Toute cette nouvelle aventure semble le faire oublier complètement son passé. En tout cas, il en parle très peu. Il faut dire que son présent de musicien-troubadour lui demande beaucoup d’effort et de capacité d’adaptation, de survie même : se loger, se nourrir et vivre correctement ce sont des choses qui lui prennent du temps et de l’énergie. Seule la musique lui donne la force dont il a besoin et le plonge dans une nouvelle lumière, rayonnante comme un coin enchanteur. Son récit prend alors des allures de rêve, le paysage tente de sublimer ce ravissement en pure lumière : «Je vais parfois jouer le soir, quand le froid s’apaise. Je me mets sous le group statuaire qui est au nord avant la sortie vers Mala Strana. Je pose une torche de chaque côté, à quarante centimètres du parapet en pierre. Je mets une torche devant moi, sur la droite. Elle éclaire mon visage, l’accordéon et le bout de mes doigts. Elle ouvre un large passage vers le chapeau, comme une tache claire au bout d’un chemin de lumière. Sommaire. Romantique». Tout est dit, il n’y a plus qu’à l’écouter et suivre ses doigts qui sèment, malgré le froid de l’hiver, des graines de notes enchanteresses.
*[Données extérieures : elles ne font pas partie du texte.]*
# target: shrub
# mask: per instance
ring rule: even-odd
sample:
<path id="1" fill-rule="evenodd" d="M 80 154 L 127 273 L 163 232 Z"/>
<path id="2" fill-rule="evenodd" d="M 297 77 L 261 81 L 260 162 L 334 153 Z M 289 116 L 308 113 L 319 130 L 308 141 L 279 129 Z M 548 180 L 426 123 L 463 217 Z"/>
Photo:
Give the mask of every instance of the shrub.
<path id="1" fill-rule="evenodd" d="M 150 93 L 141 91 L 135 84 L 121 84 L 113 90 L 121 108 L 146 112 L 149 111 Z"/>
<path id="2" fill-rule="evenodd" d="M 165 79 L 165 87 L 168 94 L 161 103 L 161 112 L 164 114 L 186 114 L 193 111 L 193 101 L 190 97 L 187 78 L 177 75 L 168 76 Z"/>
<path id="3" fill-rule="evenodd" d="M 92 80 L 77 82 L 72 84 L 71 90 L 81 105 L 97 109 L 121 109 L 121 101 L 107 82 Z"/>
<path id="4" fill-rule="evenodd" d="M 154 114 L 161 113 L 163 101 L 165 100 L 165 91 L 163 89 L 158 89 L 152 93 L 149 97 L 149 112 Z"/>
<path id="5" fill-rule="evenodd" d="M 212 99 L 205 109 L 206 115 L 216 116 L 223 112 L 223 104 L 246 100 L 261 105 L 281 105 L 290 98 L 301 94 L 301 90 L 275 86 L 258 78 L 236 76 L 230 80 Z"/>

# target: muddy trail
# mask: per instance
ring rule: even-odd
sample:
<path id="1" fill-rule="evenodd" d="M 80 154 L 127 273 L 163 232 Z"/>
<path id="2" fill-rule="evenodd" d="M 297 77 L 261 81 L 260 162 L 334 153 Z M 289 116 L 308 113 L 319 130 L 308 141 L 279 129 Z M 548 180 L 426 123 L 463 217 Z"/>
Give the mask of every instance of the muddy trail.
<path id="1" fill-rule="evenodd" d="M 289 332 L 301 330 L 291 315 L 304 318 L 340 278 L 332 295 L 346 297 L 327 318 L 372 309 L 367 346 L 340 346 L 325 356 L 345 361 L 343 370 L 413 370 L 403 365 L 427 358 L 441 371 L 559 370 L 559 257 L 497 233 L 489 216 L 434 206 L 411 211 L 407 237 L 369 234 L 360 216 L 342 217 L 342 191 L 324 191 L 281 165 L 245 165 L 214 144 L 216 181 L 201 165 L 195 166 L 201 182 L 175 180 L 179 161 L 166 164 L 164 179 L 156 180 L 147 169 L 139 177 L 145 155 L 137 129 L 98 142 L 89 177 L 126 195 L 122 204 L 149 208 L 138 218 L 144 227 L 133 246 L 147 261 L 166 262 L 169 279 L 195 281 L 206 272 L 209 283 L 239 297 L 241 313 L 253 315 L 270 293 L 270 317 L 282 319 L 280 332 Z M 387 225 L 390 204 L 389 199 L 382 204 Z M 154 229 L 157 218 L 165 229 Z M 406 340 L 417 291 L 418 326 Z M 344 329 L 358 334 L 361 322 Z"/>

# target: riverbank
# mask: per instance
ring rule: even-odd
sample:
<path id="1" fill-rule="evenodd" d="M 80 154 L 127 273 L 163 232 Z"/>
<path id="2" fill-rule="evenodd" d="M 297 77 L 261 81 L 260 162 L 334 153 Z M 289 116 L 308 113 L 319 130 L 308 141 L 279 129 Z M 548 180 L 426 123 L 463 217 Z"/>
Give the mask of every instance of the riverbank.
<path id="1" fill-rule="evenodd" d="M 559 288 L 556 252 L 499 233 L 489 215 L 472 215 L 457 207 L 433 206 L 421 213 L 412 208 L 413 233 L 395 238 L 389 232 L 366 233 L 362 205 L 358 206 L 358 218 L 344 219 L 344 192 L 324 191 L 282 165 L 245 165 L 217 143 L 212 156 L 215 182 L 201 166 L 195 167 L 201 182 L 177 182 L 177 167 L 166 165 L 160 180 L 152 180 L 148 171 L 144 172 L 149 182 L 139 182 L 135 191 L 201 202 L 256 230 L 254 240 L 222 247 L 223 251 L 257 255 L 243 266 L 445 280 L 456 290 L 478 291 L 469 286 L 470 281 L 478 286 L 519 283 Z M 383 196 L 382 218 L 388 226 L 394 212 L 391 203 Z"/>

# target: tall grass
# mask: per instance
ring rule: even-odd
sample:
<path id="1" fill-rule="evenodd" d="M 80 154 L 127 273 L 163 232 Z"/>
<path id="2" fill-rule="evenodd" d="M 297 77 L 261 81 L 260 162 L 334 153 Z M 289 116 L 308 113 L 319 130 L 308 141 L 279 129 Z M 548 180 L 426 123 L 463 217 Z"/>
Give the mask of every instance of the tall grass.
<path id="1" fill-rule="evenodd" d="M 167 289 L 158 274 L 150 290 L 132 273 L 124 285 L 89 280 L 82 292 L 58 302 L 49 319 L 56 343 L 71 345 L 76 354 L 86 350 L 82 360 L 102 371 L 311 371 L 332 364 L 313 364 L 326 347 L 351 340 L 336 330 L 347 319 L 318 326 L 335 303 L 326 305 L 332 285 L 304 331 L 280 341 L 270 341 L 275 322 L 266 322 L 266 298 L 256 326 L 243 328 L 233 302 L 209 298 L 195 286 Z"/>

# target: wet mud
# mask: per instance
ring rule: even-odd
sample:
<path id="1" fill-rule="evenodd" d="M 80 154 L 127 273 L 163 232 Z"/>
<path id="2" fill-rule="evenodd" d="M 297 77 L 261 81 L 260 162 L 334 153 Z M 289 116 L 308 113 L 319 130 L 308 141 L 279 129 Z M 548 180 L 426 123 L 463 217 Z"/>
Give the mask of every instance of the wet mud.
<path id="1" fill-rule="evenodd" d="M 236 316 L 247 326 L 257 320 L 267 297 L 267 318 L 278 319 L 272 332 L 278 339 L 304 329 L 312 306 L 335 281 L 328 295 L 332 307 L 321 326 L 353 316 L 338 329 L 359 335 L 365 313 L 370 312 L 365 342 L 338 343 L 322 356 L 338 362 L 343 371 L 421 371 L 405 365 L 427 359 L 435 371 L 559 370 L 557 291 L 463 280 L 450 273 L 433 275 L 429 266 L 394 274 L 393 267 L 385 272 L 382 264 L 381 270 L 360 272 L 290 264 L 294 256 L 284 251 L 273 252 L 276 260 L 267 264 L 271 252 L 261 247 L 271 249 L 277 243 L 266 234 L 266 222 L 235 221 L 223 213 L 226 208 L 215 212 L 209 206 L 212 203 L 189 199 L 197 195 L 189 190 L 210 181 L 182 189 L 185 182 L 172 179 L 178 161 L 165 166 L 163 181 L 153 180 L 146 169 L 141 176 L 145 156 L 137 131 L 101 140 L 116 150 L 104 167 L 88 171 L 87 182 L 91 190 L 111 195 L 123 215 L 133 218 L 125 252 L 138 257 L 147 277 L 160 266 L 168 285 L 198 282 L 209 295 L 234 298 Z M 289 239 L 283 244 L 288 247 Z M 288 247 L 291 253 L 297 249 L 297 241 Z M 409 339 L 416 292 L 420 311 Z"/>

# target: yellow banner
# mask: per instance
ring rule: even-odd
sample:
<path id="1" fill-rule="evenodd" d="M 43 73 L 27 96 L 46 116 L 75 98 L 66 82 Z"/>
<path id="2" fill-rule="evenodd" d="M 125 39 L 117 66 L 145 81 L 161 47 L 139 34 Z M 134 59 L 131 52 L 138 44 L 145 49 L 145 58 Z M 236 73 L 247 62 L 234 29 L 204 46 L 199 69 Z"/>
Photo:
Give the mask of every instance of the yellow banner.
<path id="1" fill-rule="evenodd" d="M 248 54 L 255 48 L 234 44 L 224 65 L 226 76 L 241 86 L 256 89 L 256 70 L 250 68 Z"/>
Et puis, il y a la belle Jana, la chanteuse aux yeux noirs et au regard profond qui surprend Luc par sa beauté de sa voix et l’interpelle par ses secrets. «Elle chante. C’est chaud. C’est léger, doux, granuleux», nous dit Luc tombé sous son charme. Son chant est comme «une valse nue», qui font sortir ses larmes. Son portrait est lumineux, rempli d’une grâce discrète, ses cheveux «émanent le parfum de la nuit». Jana est «graphique et vibrante».
La beauté de Jana offre à ce roman la clé de voûte de sa narration et propose au lecteur une nouvelle perspective ouvrant vers un voyage intérieur qui réunit en une promesse d’avenir le désespoir de Luc et la jeunesse douloureuse de Jana.
Que vont-ils devenir ? Quel avenir aura leur amour si soudain ?
Le lecteur se laisse emporter par cette histoire belle et imprévisible jusqu’à la fin du roman où, comme dans la musique, après le dernier son, il y a un silence porteur de sens, et là, les mots deviennent impuissants et en décalage avec l’intimité impénétrable de chacun. Le retour vers la banalité du quotidien en traduit le mystère du non-dit. Au bout de cette rencontre météorique avec Jana il y a un au-revoir, et au-delà, l’espoir d’une bonne journée. Nous ne saurons rien de plus. Le pouvoir des mots s’arrête là. Pudique et déconcertante à la fois, la fin du récit interpelle et sanctionne toute indiscrétion. Point d’orgue sur des accords secrets, sur des émotions indicibles. L’éco de ces pages laisse un goût d’inachevé, d’impossible, et c’est là la force de la narration qui rejoint le réalisme tranquille de la vie qui échappe aux dénouements livresques. Comme une méditation sur l’instant vécu hors le temps et sur l’éphémère qui nous marque à jamais.
Dan Burcea
Phil Baron, «La Valse Nue», Editions Ilô, 2015, 177 p., 14,70 euros.